As that sunk in, my boy turned a corner. He agreed to make his body show up for his day. If his brain decides not to show up for school, we don't care. At least his body is there. I told him I would be here if he needed to call me today for reassurance that he is not dying, he is just having a panic attack, that Mommy is still here for him and he can go back to class. I said I want him to try not to go to the nurse. Just try to keep his body in class. He asked if I could pick him up after school. The thought of taking the bus home was just too much for him. I said yes, I can do that. If that's what it takes to get my boy's body to function and show up for his day, that's the least I can do.
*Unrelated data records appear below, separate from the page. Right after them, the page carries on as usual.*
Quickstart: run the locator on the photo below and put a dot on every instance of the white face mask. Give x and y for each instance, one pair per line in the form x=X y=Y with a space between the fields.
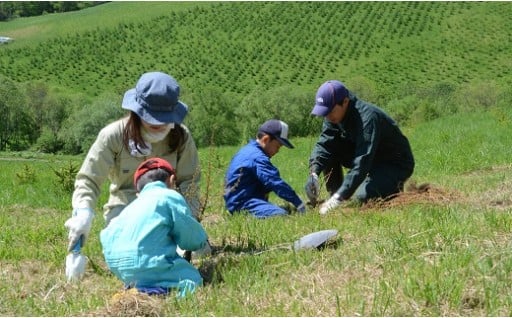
x=152 y=136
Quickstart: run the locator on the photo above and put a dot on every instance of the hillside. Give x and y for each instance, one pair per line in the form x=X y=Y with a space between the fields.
x=249 y=61
x=245 y=46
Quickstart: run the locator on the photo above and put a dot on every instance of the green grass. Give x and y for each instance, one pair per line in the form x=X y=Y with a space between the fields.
x=440 y=256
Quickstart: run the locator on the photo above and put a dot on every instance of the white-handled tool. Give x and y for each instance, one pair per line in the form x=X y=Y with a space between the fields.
x=75 y=263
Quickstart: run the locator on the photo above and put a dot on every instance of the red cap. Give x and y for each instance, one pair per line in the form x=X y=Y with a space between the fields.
x=150 y=164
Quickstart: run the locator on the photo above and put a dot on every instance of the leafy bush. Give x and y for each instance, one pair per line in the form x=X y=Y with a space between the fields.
x=83 y=125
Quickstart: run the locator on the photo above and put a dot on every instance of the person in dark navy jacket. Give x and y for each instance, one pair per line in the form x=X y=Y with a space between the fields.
x=362 y=138
x=251 y=176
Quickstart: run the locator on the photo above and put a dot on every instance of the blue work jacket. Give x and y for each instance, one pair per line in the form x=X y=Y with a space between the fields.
x=251 y=175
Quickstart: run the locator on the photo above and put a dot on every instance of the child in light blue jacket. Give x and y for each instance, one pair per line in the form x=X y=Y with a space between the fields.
x=140 y=244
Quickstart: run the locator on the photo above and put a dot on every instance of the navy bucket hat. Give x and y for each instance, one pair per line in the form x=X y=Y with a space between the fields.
x=155 y=99
x=328 y=95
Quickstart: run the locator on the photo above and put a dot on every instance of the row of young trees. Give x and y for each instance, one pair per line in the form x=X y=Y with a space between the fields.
x=14 y=9
x=37 y=117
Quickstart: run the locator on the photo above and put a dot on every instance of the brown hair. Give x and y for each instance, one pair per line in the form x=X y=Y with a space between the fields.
x=132 y=132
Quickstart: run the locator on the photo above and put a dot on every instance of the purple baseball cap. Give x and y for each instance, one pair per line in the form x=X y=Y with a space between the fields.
x=329 y=94
x=277 y=129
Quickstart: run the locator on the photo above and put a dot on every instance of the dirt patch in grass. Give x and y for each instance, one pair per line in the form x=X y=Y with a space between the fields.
x=414 y=193
x=130 y=303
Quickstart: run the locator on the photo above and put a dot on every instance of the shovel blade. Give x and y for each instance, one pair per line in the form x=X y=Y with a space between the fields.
x=314 y=240
x=75 y=263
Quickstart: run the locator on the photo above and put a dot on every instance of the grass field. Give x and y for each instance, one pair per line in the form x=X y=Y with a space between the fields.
x=444 y=251
x=442 y=248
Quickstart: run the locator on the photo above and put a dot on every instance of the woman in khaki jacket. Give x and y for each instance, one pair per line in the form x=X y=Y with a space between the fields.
x=153 y=128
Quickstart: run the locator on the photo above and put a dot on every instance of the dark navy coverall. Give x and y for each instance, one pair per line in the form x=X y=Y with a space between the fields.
x=369 y=143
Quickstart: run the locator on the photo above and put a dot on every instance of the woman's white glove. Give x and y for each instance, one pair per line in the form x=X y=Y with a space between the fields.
x=312 y=187
x=330 y=204
x=79 y=225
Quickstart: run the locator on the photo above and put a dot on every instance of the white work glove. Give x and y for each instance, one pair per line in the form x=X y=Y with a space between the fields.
x=79 y=225
x=330 y=204
x=312 y=187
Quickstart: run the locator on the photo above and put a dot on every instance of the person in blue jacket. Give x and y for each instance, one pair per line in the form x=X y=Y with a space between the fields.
x=140 y=244
x=361 y=137
x=251 y=176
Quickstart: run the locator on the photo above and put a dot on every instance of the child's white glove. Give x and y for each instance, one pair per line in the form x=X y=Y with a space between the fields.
x=330 y=204
x=312 y=187
x=301 y=208
x=79 y=225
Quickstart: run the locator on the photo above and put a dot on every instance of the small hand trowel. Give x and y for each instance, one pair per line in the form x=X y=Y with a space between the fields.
x=314 y=240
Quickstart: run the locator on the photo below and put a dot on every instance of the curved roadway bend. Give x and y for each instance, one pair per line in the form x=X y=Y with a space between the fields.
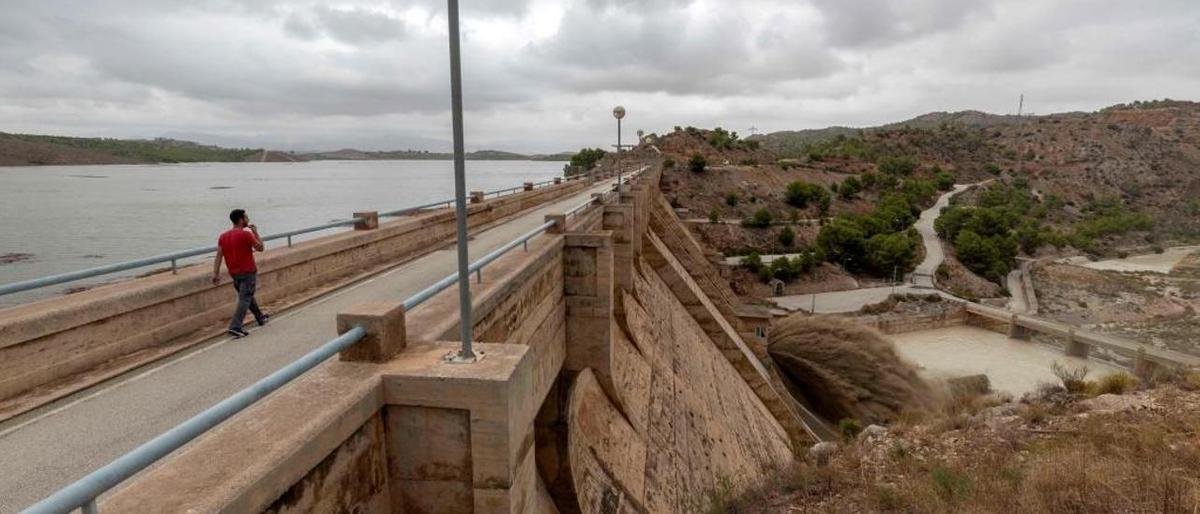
x=923 y=276
x=919 y=281
x=48 y=448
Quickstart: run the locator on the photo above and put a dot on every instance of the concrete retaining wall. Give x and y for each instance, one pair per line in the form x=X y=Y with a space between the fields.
x=953 y=317
x=571 y=410
x=54 y=339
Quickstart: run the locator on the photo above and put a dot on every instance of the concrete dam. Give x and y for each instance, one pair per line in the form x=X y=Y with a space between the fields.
x=616 y=376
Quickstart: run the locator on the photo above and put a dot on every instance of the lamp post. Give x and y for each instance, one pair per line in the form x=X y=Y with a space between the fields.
x=618 y=113
x=460 y=189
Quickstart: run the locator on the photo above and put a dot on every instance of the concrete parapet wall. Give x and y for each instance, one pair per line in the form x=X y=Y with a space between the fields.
x=953 y=317
x=51 y=340
x=643 y=412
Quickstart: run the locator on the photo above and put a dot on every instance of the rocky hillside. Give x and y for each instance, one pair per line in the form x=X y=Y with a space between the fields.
x=1062 y=184
x=33 y=150
x=1053 y=452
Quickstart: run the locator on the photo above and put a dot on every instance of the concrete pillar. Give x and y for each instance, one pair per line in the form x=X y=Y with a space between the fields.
x=1143 y=366
x=461 y=437
x=559 y=223
x=1017 y=332
x=370 y=220
x=619 y=219
x=588 y=296
x=429 y=459
x=385 y=336
x=1075 y=347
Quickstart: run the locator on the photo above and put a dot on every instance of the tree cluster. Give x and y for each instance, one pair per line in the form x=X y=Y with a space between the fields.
x=583 y=161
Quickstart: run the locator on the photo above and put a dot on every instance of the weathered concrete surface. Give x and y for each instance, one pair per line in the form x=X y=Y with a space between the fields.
x=1012 y=365
x=676 y=422
x=705 y=424
x=501 y=394
x=49 y=341
x=52 y=447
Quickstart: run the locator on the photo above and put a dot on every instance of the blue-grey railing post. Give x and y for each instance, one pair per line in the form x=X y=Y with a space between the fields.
x=460 y=185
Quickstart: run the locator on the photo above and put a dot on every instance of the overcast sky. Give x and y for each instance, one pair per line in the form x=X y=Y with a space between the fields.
x=543 y=76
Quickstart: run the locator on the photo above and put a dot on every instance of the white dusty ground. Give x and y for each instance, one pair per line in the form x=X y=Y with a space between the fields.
x=1013 y=366
x=1150 y=262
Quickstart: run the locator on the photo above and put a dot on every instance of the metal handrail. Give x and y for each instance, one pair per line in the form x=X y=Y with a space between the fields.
x=475 y=267
x=84 y=491
x=174 y=257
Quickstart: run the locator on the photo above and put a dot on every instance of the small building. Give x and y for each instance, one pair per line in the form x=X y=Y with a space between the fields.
x=756 y=318
x=777 y=287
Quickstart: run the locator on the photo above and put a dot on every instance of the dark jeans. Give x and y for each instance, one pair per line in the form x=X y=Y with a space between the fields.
x=245 y=286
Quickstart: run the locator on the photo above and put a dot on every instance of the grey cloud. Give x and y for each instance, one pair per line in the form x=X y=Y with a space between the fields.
x=613 y=49
x=262 y=70
x=869 y=23
x=355 y=27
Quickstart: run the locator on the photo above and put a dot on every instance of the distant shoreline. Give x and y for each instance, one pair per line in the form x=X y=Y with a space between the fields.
x=12 y=167
x=33 y=150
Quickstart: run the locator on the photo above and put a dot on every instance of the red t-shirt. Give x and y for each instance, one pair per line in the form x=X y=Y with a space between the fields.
x=238 y=246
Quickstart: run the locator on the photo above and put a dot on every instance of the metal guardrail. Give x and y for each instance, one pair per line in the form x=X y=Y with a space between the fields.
x=83 y=492
x=174 y=257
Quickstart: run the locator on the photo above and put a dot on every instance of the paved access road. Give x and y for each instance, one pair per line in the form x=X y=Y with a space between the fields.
x=57 y=444
x=921 y=281
x=923 y=275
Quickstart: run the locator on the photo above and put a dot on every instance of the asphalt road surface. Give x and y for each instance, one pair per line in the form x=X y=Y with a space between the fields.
x=48 y=448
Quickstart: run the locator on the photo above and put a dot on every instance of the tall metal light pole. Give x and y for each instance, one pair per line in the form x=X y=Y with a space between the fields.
x=618 y=113
x=460 y=189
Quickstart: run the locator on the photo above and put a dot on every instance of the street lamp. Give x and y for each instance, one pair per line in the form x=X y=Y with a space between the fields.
x=460 y=189
x=618 y=113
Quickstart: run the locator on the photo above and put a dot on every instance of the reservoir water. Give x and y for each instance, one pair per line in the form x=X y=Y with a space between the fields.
x=57 y=219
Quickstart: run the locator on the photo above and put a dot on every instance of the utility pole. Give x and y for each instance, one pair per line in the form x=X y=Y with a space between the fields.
x=1020 y=136
x=466 y=323
x=618 y=113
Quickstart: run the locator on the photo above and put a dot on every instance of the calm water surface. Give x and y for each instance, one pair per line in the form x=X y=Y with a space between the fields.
x=69 y=217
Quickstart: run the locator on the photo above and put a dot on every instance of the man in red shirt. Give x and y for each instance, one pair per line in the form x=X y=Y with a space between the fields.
x=237 y=246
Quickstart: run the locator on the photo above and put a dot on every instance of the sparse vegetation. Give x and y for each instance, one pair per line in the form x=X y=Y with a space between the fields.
x=801 y=193
x=760 y=219
x=787 y=237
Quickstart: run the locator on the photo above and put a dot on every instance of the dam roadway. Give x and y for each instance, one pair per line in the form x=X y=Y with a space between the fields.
x=53 y=446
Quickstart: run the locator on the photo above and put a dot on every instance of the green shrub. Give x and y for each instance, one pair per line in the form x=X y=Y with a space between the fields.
x=850 y=187
x=787 y=237
x=761 y=219
x=799 y=193
x=945 y=181
x=697 y=163
x=1072 y=377
x=952 y=485
x=901 y=166
x=583 y=161
x=753 y=262
x=849 y=428
x=1115 y=383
This life is complicated. It's not as simple as 'I shouldn't let my kids dictate my decisions for my life'. When my child is a preemie, fighting for life every minute, I show up at the NICU all day every day. When my child is an 11 year old, fighting against Anxiety every minute, I show up all day every day. I make sure to take care of myself every chance I get, but as of August 11, 2002, I became a Warrior Mother and no matter how harshly I am judged for my decisions, or who thinks negatively of me for how much I give of myself to my children, it's just who I am. I will fight every minute against Anxiety, against the illness all three of my boys struggle with, every minute along side them. 

Before August 11, 2002, I had no idea I had a Warrior Mother spirit sleeping inside of me. It was lying dormant, in a cocoon, waiting for the right time to stand up and fill me with strength, hope, perseverance, joy, eternal love for my children. I had no idea what kind of mother my children would need me to be, would lead me to be. I am grateful for my Warrior Mother spirit that gets me up every morning, ready to face and fight any challenge or illness that rears its stubborn head in our home. Ready to wrestle ugly Anxiety to the ground so that my boy can have a peaceful soul.

So I'm not in the car, with my awesome friend, driving away from my struggles for a temporary respite. I am here, waiting for a phone call from the school nurse. Waiting for the next time Warrior Mother is needed to slay a dragon for my boy. And I'm ok with that. Because it's just who I am and I can't change that. So I embrace it. Bring it on, Anxiety. You have no idea who you are dealing with. We will slay you yet.